He said he was NOT a member. Then he said there was new "ownership" and asked if any of them were there. When no one responded he said something like "that says it all." Then he said something like " an organization that represents less than 20% of the industry is clearly ineffective and not worth being a member of."
I wish I had the exact words, but next he said something like he "knew of nothing of value from PPFA."
Coming from a top-dog industry leader, comments like that seem unnecessarily brutal to those of us who work hard to keep PPFA going and provide benefits, such as this forum, the CPF and MCPF programs, the competition program, the Guidelines books, and more. These things may have considerable value to some framers, but perhaps not to the majority of framers and certainly not to Mr. Goltz.

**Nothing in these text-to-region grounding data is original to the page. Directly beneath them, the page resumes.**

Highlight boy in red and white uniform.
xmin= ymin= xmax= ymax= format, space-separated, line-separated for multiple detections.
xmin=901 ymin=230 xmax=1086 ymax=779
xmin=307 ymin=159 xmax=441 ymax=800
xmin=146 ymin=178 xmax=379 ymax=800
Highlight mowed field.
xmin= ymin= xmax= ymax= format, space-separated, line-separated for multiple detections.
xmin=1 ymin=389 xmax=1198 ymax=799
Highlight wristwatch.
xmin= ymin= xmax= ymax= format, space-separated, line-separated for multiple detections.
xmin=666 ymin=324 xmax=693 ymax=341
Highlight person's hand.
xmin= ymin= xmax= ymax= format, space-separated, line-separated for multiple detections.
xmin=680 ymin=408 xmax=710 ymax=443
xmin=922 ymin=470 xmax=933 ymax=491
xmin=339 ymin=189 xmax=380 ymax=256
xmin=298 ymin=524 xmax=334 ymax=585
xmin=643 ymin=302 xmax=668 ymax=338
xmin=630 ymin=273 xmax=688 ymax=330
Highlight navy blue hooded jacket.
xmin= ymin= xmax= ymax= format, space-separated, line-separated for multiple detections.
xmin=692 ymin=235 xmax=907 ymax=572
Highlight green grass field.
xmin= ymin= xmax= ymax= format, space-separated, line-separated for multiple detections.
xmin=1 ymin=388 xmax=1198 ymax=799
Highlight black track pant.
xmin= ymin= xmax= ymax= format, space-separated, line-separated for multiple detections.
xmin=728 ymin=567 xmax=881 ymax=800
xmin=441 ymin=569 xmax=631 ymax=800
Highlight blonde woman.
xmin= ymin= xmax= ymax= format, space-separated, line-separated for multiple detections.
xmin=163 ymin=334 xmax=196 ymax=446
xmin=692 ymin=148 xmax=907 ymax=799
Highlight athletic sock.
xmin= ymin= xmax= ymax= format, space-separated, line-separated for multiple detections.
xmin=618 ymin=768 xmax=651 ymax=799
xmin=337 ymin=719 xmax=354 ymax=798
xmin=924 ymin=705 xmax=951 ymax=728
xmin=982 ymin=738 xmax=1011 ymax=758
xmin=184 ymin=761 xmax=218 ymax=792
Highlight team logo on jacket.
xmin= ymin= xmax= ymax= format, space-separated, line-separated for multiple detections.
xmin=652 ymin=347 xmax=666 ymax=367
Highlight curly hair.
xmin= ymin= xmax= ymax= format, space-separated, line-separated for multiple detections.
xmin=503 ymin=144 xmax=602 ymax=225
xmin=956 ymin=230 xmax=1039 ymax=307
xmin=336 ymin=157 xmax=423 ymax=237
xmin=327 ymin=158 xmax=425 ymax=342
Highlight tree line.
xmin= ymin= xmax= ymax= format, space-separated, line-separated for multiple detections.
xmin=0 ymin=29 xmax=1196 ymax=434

Jay Goltz's remarks surely alienated a small (
very small) percentage of the framers in the room, but the majority surely agreed with him. His negative opinion of PPFA is popular and - let's be honest - at least partially correct. PPFA should have been represented there, even if by only a conspicuous table or two of enthusiastic members, and a spokesperson should have been ready to stand up for PPFA at any opportunity in that open forum. In the bigger picture, our industry's only trade association has never reached "critical mass" of membership in all its years; PPFA has not managed to attract a majority, or even a large minority, of framers at any time. We can be angry with Jay Goltz for his slap-in-the-face commentary, but it would be difficult to fault his logic.
PPFA is like a small lifeboat in a big ocean. The association has helped a lot of framers over the years. Faithful members have been rowing against the tide since the beginning, and at times frantically bailing to stay afloat. Jay Goltz's negative remarks represent one more surge of angry surf to swamp this leaky little boat. It's "sink or swim" time again, my friends. Who will rescue PPFA this time?